Opennebula scheduler keeps dying, one4.8

I have an OpenNebula 4.8 installation that has been stable since June of 2015.
Over the last few months I have seen that the /usr/bin/mm_sched tends to hang. The symptoms
are that after a certain time there are no entries in the sched.log and new vms that are submitted
are just stuck in pending state. There are no core dumps and the mm_sched daemon keeps running, it
just does not do anything until I restart the opennebula service, which restarts oned and the mm_sched.

Has anyone seen this behavior before? I thought this could be due to large numbers of vms
being launched by the econe-server interface but I have also seen it happen when there was no
big load on the system. Also, it tends to happen overnight.

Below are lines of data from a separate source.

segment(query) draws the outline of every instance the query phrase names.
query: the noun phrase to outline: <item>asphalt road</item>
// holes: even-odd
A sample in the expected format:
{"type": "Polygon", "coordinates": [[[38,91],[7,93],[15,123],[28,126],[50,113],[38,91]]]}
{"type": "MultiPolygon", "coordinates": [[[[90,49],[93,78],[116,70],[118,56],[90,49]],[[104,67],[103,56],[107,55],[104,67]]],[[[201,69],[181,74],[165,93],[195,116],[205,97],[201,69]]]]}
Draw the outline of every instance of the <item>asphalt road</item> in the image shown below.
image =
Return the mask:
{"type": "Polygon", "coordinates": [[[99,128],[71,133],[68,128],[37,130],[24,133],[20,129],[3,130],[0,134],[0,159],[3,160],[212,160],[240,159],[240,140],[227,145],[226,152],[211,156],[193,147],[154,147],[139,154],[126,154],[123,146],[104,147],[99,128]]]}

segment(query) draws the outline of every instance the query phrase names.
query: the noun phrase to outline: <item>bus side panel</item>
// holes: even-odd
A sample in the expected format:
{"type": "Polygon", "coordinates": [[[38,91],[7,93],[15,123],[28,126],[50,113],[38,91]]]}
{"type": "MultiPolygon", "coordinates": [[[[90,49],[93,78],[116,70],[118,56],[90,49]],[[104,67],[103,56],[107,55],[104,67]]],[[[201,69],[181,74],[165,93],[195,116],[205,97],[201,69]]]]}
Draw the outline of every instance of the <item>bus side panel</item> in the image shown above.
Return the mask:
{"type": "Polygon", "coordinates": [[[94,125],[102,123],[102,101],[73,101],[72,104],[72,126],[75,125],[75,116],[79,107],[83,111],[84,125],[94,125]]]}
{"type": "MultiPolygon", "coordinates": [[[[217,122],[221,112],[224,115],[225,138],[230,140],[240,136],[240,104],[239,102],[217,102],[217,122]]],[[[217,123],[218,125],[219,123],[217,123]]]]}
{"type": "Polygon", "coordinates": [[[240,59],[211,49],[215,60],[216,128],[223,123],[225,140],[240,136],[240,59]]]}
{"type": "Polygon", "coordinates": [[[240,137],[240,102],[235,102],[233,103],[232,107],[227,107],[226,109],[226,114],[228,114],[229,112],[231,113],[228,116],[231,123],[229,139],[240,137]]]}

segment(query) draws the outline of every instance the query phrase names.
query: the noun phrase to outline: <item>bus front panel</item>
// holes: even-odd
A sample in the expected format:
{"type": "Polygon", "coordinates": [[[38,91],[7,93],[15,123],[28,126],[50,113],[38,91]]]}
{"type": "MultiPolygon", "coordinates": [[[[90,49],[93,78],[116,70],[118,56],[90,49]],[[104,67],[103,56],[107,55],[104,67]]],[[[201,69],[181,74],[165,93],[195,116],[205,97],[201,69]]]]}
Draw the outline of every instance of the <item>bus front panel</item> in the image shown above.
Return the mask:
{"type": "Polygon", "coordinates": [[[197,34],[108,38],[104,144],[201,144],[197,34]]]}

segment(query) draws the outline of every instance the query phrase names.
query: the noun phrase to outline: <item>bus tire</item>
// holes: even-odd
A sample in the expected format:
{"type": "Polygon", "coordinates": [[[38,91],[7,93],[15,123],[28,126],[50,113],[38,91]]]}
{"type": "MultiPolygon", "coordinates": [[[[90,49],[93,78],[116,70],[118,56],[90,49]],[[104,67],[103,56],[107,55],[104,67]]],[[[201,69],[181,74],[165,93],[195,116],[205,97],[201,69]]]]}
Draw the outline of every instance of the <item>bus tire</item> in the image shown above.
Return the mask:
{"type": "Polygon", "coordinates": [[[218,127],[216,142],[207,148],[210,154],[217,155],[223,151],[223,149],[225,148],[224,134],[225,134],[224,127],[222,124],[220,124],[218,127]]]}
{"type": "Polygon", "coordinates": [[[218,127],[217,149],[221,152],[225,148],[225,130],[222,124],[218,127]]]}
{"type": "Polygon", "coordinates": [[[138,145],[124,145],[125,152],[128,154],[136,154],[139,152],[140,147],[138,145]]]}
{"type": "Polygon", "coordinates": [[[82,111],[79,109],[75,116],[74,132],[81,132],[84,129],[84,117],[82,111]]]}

Probably you are being hit by this one:

http://dev.opennebula.org/issues/3390

which also has its “overnight” version http://dev.opennebula.org/issues/4284
:wink:

It seems related to an issue with the xmlrpc client, we have re-written the
client logic to use the advance functionality to prevent this bug. This is
not an easy back port so I am not sure if it will be in 4.x branch in the
short-term.

Meanwhile, note that the scheduler is totally stateless and you can restart
the process in a cron-like job.

Hi Ruben
Yes, I checked my oned logs and I see the same key message

Tue May 17 03:30:55 2016 [Z0][InM][E]: Information driver crashed, recovering…

at about the time the mm_sched stopped functioning. so I think it is fair to say that we are dealing with exactly the same issue here. Thanks for the explanation. when do we expect the 5.0 beta to be ready?

Steve Timm

hopefully tomorrow

1 Like

One other thing on this: I back-checked my logs for "Information driver crashed, recovering"
and found that in almost all cases it was happening at the bottom of the hour, at the the time when
my hourly mysqldb backup is happening, and it is not uncommon for various operations to take a little while during that tuime.